I am a Debtor. Romans 1:14 There are real obligations we owe to others. It's part of what goes along with being in the family of God and a member of the kingdom of God. We are stewards of God's grace and the message of salvation. God has entrusted us with the most important task anyone could ever have. We are to tell people how to come to God by faith. Paul was to take the Gospel to kings and the Gentiles. His obligation was to reach the cultured and the uncultured. That covered pretty much all of the Roman empire as far as the extent of where he was to go. The wise and unwise refer to all degrees of intelligence. The people he was to reach with the Gospel were all people in every place.
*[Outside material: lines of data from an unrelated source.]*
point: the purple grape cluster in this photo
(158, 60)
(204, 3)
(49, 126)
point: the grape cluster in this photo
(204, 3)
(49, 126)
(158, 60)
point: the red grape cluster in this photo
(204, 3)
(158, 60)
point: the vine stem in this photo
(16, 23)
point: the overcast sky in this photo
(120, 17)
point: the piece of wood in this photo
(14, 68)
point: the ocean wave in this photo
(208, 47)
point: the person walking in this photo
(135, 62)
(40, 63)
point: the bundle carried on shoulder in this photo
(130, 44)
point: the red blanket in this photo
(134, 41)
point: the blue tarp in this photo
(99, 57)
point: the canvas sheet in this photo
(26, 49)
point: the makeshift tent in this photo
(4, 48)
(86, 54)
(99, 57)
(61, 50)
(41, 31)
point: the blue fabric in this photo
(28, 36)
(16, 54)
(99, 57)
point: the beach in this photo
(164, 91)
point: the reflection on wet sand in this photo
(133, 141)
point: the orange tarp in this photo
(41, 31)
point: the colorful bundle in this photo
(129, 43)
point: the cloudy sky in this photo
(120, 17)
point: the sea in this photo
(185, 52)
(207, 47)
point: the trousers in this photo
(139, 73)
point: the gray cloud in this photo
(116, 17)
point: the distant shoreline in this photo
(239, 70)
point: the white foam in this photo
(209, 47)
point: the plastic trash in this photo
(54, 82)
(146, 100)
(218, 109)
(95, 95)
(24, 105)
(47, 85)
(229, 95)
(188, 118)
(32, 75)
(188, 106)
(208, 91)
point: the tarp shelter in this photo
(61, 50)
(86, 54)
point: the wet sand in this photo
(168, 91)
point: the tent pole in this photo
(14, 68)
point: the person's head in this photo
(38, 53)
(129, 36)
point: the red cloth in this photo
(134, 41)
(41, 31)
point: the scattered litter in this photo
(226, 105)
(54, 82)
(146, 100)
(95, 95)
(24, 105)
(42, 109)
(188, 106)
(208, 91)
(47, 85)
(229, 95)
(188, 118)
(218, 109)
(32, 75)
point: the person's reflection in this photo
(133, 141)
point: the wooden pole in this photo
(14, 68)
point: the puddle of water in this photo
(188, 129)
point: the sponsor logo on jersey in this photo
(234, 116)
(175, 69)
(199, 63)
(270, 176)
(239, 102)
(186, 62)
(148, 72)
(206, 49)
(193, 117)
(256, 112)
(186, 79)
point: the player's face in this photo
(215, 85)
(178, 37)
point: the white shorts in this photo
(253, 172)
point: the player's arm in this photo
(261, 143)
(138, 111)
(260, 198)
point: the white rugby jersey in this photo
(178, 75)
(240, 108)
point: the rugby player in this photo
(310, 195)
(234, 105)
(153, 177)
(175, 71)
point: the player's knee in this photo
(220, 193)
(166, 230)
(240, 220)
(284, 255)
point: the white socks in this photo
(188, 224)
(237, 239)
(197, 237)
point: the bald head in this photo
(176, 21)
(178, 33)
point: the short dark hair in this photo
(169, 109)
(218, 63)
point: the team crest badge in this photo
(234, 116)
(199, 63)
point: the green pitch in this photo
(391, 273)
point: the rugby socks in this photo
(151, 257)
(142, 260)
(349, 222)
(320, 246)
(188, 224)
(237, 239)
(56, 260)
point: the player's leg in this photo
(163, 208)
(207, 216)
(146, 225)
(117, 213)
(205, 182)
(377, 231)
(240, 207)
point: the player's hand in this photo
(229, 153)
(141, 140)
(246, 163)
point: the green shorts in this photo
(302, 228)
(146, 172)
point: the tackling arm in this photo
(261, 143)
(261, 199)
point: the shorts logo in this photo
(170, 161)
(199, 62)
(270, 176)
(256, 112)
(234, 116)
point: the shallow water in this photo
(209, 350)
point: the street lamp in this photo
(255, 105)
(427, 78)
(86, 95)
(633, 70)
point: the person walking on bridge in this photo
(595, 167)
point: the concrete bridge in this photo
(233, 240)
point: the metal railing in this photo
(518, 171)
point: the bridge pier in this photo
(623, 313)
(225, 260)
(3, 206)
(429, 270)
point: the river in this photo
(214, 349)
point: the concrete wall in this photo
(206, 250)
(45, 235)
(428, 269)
To be the trusted bearer of tidings of infinite importance is a high calling. The steward of God's truth is not upset in any way because he is a debtor to all men. He knows the great privilege it is to open people's eyes to the light of the Gospel. Such a person is glad to be a debtor who tells people to "Come, for all things are now ready." He is willing to become "all things to all men that by any means he might save some." Paul was a debtor because God had committed the Gospel to him.
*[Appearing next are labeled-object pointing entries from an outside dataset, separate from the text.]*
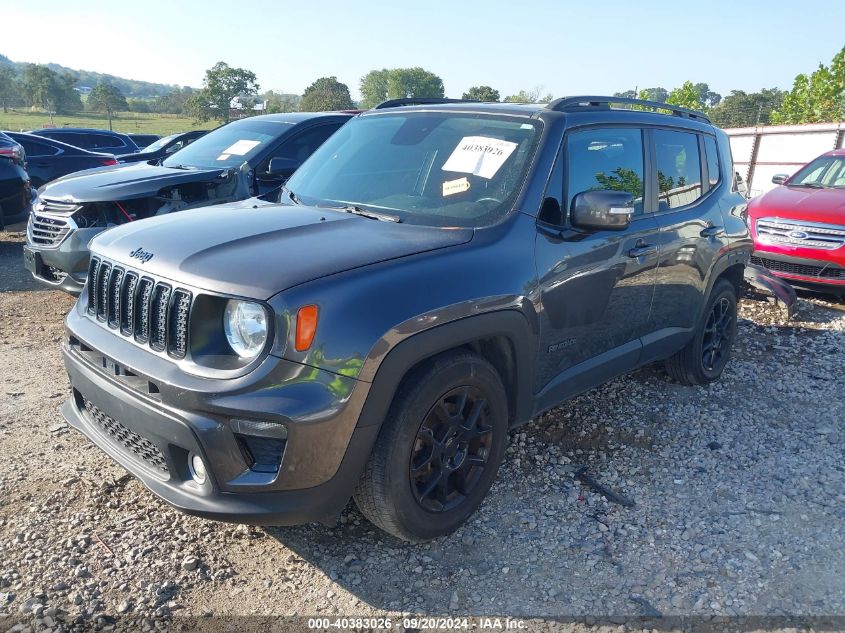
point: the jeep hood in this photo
(258, 249)
(801, 203)
(123, 182)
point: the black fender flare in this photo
(509, 324)
(733, 257)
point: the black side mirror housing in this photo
(282, 167)
(602, 209)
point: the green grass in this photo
(126, 122)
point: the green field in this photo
(127, 122)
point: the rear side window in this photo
(72, 138)
(102, 141)
(605, 158)
(678, 169)
(35, 149)
(714, 170)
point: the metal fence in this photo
(761, 152)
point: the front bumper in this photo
(155, 423)
(801, 270)
(64, 266)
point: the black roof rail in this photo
(572, 104)
(396, 103)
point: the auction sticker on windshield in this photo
(239, 148)
(452, 187)
(479, 155)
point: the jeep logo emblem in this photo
(142, 255)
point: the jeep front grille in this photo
(141, 447)
(139, 307)
(45, 230)
(804, 234)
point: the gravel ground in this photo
(732, 503)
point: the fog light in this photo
(197, 468)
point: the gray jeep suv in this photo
(433, 276)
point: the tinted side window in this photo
(102, 141)
(551, 211)
(714, 168)
(71, 138)
(678, 168)
(605, 158)
(35, 149)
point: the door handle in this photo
(712, 231)
(642, 250)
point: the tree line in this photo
(227, 91)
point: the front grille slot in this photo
(177, 328)
(114, 297)
(48, 231)
(140, 446)
(158, 317)
(101, 288)
(153, 313)
(803, 234)
(804, 270)
(142, 310)
(127, 303)
(92, 284)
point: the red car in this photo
(799, 227)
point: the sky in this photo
(568, 48)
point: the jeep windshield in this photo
(432, 168)
(228, 146)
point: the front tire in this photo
(439, 449)
(704, 358)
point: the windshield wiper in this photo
(366, 213)
(293, 197)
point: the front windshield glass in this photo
(228, 146)
(154, 147)
(439, 169)
(824, 172)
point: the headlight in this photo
(245, 324)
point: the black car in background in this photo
(163, 147)
(15, 190)
(91, 139)
(144, 140)
(48, 159)
(245, 158)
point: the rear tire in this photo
(438, 450)
(704, 358)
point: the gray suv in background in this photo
(432, 277)
(236, 161)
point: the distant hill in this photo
(129, 87)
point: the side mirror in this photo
(281, 167)
(739, 185)
(603, 209)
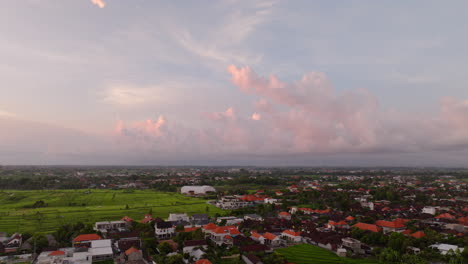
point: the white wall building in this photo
(197, 190)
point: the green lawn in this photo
(89, 206)
(305, 254)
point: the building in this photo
(231, 202)
(391, 226)
(178, 217)
(197, 190)
(107, 226)
(85, 240)
(292, 236)
(446, 248)
(164, 230)
(284, 215)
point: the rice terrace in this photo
(309, 254)
(47, 210)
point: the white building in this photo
(178, 217)
(197, 190)
(446, 248)
(429, 210)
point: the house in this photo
(107, 226)
(418, 234)
(251, 259)
(85, 240)
(352, 244)
(197, 190)
(445, 216)
(337, 225)
(391, 226)
(368, 227)
(253, 217)
(11, 244)
(231, 202)
(223, 235)
(292, 236)
(148, 218)
(190, 245)
(446, 248)
(100, 250)
(284, 215)
(271, 239)
(199, 219)
(203, 261)
(429, 210)
(133, 254)
(164, 230)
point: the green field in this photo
(89, 206)
(308, 254)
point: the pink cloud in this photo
(99, 3)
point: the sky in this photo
(267, 83)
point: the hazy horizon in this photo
(234, 83)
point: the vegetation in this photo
(305, 254)
(18, 213)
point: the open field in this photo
(89, 206)
(305, 254)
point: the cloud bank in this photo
(308, 116)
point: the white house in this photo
(164, 230)
(197, 190)
(178, 217)
(429, 210)
(445, 248)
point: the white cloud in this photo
(99, 3)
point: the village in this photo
(381, 219)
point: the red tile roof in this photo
(86, 237)
(445, 216)
(418, 234)
(57, 253)
(291, 232)
(210, 226)
(127, 219)
(389, 224)
(131, 250)
(203, 261)
(269, 236)
(368, 227)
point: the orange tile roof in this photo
(127, 219)
(406, 232)
(190, 229)
(368, 227)
(210, 226)
(389, 224)
(418, 234)
(57, 253)
(291, 232)
(131, 250)
(87, 237)
(445, 216)
(203, 261)
(269, 236)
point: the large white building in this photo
(197, 190)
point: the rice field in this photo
(309, 254)
(69, 206)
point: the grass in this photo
(305, 254)
(89, 206)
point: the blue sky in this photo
(147, 82)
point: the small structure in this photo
(197, 190)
The heart of the apostle Paul was filled with an inward affection for his fellow Jews. That included a determination to present the Gospel to everyone who would listen, whether Jews or Gentiles. He had the heart to press forward to places where the Gospel had not been preached or to places like Rome where he had not been. His heart was longing to do the will of God and to display the love of God to those who did not know Him through proclaiming the love of God through the Gospel message.

“God is love” is not how people now perceive God to be. Love, to most, is a fuzzy kind of emotional response to the needs of people rather than a value put upon a person because of who they are, not how long they have to live in the world. Ancient Greeks perceived God to be beauty. The Romans considered God to be power, so they called Caesar their god. Barbarians would have been the uneducated people who thought God was like an angry judge who would punish people who were bad by withholding rain from dry fields or losing a battle. Practicing Jews thought of God as the law or the enforcer of the law. There are pantheists who think everything that has some life is God whether it be animals or plants. Some scientists think of God as a force like gravity, energy, or a life force.
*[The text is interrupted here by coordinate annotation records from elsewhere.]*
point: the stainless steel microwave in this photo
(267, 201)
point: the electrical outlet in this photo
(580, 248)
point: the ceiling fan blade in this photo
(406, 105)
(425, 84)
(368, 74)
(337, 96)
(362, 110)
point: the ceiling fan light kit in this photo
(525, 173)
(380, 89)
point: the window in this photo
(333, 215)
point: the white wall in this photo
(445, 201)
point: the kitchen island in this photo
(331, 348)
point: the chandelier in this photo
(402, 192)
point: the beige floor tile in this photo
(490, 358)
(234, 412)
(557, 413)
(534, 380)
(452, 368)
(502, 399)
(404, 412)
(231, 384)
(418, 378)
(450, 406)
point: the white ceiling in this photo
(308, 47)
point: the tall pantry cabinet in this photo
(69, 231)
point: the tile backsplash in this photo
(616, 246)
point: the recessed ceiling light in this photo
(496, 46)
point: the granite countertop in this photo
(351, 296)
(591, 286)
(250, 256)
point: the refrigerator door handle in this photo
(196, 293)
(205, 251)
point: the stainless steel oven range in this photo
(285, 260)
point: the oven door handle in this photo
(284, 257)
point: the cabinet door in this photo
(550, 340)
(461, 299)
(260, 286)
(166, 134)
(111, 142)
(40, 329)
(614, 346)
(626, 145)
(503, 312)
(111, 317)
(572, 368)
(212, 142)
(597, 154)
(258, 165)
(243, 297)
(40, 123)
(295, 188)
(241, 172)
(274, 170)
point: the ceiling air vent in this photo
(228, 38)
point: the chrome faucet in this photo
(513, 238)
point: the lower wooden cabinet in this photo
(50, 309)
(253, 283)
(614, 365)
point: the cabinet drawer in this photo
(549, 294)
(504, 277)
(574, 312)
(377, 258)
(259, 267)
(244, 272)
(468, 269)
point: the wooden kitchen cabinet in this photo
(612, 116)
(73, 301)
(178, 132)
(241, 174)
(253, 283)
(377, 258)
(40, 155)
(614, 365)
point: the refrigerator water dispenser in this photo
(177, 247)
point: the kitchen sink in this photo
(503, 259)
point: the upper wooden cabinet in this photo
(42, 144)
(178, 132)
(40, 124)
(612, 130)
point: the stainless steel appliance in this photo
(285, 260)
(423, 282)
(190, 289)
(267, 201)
Those of us who know God know the “God is love” in a personal way. “Herein is love, not that we love God but that He loved us and sent His son to be the propitiation for our sins.” God is love; He always was love and always will be love. The essence of God’s being is love; people need to know this. That’s what the Gospel message is all about. “For God so loved the world that He gave His only begotten Son, that whosoever believeth in Him should not perish, but have everlasting life.” We live because God is love. We survive day after day because God is love. His love is so great that any and all people who believe in the Lord Jesus Christ can go to heaven after they die if they accept His free gift of eternal life.

The Gospel message given to us to tell others of the death, burial, and resurrection of Christ is a great privilege in which to be involved. We owe it to people to tell them of the wonders of God's grace, His love, and forgiveness. It is our obligation to pass on the simplicity of salvation because of the substitutionary work of Christ on the cross. They need to hear the truth of the resurrection, ascension, and coming again of the Lord Jesus Christ. People need to know of the unsearchable riches of Christ. We are debtors with the great privilege of being stewards of our Lord, telling the world, "All things are ready, come."